Tuesday, July 20, 2010

Elbow Grease

Those of you who have visited my home have no doubt noticed that our bathrooms don't typically exude that "We Were Expecting You" feel, even if we were, in fact, expecting you. We knew you were coming, but still, it wasn't enough of a nudge to clean the damn bathrooms.

First of all, I apologize. I love a clean bathroom as much as the next person, but for some reason I just don't get enthused about cleaning my own, and there are a million other things to keep clean: dishes, diapers and duds immediately come to mind. What's more, a bathroom in my house stays clean for about forty-five seconds (just like the litter boxes). Maybe there's a bat-signal I don't know about: Clean bathroom! Clean bathroom! So although it makes no sense, there's little encouragement. At least I can admire my clean sink until the next meal.

Well, back to the bathrooms. Did you notice the toilets were not as sparkly as they should be? That they even had stains in the bowls? Why am I asking? Of course you noticed. Who hops onto a toilet without looking in the bowl? No flies on you. The toilets were atrocious.

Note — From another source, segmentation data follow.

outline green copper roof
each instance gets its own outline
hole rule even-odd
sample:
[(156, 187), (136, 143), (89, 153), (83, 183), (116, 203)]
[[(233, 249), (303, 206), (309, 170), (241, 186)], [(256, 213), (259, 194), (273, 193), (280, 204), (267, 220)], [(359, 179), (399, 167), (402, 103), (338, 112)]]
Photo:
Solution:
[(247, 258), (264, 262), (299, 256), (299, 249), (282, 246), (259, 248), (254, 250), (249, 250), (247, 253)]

Well not anymore, I smugly report. I whipped them into shape. So come on over, 'cause they're clean as new and we all know they won't stay that way for long. I'm not going to include a snapshot, because you know what a clean toilet bowl looks like. You haven't seen one in my house, so all the more reason to stop by. Have a drink. Visit the powder room.

But my post, though brimming with satisfaction, is not simply about Mission Accomplished. It's the means, my friend, not the ends. "Scale remover" topped my grocery lists for the past month because I was too miserly to spring and exorbitant eight bucks for a bottle of mystery chem. I absolutely hate spending money on something like that, potent but undrinkable. Gawd. If I'm going to get a bottle of whoopass, it's bleach. Bleach is bleach. Cheap, mean, and gets the job done. End of story. It's my version of having a gun in the house.

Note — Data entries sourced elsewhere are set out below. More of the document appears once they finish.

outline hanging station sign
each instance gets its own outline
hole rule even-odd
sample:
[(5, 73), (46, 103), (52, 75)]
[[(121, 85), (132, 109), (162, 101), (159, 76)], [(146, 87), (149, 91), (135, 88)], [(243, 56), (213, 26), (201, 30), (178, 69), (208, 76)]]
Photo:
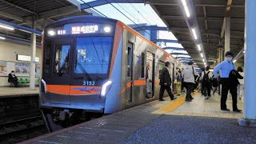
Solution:
[[(30, 56), (27, 56), (27, 55), (17, 54), (17, 60), (18, 61), (30, 62), (30, 61), (31, 61), (31, 57)], [(35, 58), (35, 62), (39, 62), (39, 58), (38, 57)]]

So no scale remover. Just me versus the toilet. I did use some bleach, let it sit, let it think about the possibilities. Not much help. Then, scrubbing away with my yellow gloves and scrubby sponge, I began to think of other tactics. What is this stuff like? It's the question I ask when I don't have the right word, or tool, or technique. It should have been so obvious, perhaps: removing toilet scale is like getting my teeth cleaned. Scrape scrape scrape. So I grabbed a small flathead screwdriver and got to work, carefully chipping away. It worked like a charm. Pretty nifty.

Now I'm thinking of all those other chemicals people use in their home, and I wonder how we'd all make do without them. We'd probably have stronger, well-greased elbows—and minds too.